PostgreSQL Column Alias

PostgreSQL Column Alias

 PostgreSQL Column Alias



Summary: in this tutorial, you will learn about PostgreSQL column aliases and how to use column aliases to assign temporary names to columns in queries.

Introduction to the PostgreSQL column aliases

A column alias allows you to assign a column or an expression in the select list of a SELECT statement a temporary name. The column alias exists temporarily during the execution of the query.

The following illustrates the syntax of using a column alias:

SELECT column_name AS alias_name FROM table_name;

In this syntax, the column_name is assigned an alias alias_name. The AS the keyword is optional so you can omit it like this:

SELECT column_name alias_name FROM table_name;

The following syntax illustrates how to set an alias for an expression in the SELECT clause:

SELECT expression AS alias_name FROM table_name;

The main purpose of column aliases is to make the headings of the output of a query more meaningful.

PostgreSQL column alias examples

We’ll use the customer table from the sample database to show you how to work with column aliases.

1) Assigning a column alias to a column example

The following query returns the first names and last names of all customers from the customer table:

SELECT first_name, last_name FROM customer;

If you want to rename the last_name heading, you can assign it a new name using a column alias like this:

SELECT first_name, last_name AS surname FROM customer;

This query assigned the surname as the alias of the last_name column:

Or you can make it shorter by removing the AS the keyword as follows:

SELECT first_name, last_name surname FROM customer;

2) Assigning a column alias to an expression example

The following query returns the full names of all customers.
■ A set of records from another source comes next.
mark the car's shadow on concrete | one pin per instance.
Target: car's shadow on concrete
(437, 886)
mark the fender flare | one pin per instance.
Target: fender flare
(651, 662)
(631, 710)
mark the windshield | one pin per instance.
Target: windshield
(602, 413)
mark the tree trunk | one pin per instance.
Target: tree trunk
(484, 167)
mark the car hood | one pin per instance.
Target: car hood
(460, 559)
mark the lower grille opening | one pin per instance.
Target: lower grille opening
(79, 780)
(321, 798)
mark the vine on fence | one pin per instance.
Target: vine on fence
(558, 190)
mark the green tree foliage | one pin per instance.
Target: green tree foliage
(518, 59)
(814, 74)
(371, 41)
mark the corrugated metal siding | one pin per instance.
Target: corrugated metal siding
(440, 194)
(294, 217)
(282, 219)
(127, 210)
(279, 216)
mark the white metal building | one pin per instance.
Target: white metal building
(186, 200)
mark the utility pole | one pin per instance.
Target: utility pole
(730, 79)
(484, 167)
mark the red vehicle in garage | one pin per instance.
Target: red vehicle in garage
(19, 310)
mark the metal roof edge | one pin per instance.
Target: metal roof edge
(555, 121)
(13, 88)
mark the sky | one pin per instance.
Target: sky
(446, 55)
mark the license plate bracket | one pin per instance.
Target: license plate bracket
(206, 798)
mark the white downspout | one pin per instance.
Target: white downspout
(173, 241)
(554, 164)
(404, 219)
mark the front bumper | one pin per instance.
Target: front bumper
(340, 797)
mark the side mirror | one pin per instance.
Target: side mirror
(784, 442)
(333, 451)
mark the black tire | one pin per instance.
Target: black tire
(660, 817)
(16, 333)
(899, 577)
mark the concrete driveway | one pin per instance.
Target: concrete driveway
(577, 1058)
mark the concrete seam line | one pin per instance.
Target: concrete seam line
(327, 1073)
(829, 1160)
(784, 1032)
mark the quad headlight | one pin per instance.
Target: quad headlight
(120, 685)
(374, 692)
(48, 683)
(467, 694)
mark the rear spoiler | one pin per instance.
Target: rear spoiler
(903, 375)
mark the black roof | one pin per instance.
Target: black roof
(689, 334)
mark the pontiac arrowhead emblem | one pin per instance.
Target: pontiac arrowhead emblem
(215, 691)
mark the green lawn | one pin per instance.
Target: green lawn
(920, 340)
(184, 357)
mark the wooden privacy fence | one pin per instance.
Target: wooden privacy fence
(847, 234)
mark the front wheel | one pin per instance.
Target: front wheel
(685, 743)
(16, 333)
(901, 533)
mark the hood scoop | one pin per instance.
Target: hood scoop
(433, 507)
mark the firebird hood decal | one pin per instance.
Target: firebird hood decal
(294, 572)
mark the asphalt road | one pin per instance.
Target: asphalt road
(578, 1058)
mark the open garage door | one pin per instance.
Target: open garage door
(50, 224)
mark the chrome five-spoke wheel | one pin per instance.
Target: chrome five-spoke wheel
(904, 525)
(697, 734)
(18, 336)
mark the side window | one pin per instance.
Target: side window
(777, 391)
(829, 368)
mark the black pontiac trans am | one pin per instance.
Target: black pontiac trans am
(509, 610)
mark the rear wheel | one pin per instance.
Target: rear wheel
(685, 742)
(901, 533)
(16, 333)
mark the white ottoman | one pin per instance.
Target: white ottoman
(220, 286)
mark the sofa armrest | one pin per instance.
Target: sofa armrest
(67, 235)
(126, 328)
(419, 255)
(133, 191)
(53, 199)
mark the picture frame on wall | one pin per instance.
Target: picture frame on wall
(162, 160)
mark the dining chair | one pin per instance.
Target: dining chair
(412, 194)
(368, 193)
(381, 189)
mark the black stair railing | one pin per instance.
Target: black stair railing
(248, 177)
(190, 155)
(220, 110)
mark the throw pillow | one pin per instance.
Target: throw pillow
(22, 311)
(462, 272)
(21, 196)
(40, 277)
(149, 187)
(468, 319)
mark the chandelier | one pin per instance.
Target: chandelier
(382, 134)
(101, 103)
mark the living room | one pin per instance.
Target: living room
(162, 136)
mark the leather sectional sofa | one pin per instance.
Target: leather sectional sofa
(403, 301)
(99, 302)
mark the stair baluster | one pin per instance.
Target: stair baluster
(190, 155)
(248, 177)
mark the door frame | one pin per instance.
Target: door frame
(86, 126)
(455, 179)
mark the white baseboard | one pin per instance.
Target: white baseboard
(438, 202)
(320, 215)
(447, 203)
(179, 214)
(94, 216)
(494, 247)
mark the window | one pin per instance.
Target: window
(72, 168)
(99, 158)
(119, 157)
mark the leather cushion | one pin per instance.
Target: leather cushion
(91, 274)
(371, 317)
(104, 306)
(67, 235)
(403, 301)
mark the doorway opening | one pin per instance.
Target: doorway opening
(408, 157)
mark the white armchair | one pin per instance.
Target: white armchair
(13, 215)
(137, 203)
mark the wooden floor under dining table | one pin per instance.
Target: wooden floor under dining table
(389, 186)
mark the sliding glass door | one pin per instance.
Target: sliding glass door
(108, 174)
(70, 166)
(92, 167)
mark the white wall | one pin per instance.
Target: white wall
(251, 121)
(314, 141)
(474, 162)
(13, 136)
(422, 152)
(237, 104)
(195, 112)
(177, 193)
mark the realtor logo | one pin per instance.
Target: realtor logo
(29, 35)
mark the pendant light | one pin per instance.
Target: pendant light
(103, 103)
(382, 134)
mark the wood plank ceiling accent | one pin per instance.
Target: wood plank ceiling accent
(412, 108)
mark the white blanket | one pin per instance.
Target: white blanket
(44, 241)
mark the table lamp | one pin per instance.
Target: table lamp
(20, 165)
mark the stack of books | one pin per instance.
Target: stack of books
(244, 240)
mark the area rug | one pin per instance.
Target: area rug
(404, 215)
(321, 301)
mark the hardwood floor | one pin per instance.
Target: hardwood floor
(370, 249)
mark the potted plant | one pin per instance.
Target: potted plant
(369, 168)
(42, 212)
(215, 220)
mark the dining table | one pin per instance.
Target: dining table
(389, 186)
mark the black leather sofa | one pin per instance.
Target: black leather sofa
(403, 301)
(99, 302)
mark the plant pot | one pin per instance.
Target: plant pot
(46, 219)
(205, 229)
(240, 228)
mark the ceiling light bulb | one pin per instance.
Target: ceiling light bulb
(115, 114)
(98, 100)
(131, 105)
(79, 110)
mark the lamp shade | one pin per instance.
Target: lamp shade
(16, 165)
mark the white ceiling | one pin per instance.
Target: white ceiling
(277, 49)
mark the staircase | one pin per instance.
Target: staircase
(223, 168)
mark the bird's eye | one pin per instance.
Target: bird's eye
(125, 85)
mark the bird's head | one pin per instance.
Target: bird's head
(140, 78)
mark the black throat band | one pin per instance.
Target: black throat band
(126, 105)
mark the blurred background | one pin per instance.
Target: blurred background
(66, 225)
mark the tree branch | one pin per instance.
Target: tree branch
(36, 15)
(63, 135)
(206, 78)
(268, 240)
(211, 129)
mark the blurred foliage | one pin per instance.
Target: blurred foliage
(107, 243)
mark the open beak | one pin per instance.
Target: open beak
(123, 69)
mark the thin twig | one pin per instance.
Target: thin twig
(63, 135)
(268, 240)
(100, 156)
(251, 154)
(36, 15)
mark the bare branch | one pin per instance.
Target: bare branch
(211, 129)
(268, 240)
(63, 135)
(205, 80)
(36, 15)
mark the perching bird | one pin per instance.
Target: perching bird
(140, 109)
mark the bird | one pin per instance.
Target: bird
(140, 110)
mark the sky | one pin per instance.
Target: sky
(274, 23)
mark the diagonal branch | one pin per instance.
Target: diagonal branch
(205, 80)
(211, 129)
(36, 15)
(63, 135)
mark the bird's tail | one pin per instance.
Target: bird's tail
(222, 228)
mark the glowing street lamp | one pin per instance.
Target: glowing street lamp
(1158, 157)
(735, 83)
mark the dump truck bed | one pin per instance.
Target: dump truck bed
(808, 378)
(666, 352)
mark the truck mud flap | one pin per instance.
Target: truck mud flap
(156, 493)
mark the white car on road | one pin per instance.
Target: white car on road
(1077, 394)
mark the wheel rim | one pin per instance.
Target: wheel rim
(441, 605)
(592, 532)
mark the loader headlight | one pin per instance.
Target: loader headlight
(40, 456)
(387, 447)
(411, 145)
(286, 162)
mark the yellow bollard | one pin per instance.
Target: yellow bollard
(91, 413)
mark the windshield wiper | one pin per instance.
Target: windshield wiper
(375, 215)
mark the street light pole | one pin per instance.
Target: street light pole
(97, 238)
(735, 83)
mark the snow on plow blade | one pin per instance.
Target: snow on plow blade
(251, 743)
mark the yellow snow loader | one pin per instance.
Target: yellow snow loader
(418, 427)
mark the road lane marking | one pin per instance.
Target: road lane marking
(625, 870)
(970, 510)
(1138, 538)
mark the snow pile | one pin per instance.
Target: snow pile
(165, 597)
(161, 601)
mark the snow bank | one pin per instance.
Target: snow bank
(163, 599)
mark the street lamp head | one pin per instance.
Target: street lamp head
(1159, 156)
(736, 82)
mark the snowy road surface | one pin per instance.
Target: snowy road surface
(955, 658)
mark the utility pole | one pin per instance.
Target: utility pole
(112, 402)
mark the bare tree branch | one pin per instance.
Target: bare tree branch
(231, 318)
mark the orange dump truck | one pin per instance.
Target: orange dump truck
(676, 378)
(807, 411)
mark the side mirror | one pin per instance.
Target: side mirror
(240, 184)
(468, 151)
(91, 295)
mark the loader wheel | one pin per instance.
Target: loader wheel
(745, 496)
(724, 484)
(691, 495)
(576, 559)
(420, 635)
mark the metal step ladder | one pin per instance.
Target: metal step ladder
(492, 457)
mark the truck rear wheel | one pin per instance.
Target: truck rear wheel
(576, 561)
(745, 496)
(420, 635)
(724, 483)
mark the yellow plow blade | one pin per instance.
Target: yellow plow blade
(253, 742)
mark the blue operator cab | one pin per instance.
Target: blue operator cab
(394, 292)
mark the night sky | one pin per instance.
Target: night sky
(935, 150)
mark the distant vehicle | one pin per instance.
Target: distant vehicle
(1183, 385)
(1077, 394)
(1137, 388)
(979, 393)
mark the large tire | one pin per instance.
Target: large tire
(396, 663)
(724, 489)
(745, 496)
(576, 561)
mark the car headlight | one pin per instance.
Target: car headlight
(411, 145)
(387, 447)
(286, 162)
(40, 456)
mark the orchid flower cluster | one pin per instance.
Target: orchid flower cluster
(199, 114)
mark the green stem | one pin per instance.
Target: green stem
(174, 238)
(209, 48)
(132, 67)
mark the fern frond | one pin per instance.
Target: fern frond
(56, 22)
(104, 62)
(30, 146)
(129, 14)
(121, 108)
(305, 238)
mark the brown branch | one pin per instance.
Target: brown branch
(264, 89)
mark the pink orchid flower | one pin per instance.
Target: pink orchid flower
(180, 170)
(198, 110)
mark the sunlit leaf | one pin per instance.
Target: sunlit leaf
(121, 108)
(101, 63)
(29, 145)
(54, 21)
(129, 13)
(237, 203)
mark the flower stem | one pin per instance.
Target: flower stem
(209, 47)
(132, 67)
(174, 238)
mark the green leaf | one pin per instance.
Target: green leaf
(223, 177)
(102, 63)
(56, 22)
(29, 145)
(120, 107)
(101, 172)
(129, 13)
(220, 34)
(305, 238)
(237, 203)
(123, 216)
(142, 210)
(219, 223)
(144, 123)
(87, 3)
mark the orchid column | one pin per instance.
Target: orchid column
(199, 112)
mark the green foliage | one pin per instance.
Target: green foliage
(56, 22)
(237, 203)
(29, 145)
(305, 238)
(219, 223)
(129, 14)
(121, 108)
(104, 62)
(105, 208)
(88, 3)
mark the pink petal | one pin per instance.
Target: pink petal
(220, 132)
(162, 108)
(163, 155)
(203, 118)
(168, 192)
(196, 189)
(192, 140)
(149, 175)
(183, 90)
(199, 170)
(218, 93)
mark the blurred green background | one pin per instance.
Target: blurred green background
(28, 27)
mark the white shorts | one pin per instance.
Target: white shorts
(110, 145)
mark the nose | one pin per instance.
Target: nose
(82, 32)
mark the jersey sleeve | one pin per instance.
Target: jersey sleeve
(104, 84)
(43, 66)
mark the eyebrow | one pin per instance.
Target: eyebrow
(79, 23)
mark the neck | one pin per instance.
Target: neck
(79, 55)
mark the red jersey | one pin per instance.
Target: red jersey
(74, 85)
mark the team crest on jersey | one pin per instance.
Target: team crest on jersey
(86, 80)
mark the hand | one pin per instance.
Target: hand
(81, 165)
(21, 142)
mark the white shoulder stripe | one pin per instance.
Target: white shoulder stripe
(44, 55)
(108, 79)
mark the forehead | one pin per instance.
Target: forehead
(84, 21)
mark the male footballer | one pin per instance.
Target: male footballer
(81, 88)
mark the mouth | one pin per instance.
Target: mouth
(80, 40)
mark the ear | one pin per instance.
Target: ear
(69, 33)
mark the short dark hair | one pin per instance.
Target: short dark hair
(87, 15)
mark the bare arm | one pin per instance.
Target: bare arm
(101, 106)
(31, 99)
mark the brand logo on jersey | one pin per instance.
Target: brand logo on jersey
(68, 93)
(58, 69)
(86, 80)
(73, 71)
It constructs the full name by concatenating the first name, space, and the last name:

SELECT first_name || ' ' || last_name FROM customer;

Note that in PostgreSQL, you use the || as the concatenating operator that concatenates one or more strings into a single string.

To fix this, you can assign the expression first_name || ' ' || last_name a column alias e.g., full_name: As you can see clearly from the output, the heading of the column is not meaningful ?column? .

SELECT first_name || ' ' || last_name AS full_name FROM customer;

3) Column aliases that contain spaces

If a column alias contains one or more spaces, you need to surround it with double quotes like this:

column_name AS "column alias"

For example:

SELECT first_name || ' ' || last_name "full name" FROM customer;

Summary

  • Assign a column or an expression a column alias using the syntax column_name AS alias_name or expression AS alias_name.
  • The AS The keyword is optional.
  • Use double quotes (“) to surround a column alias that contains spaces.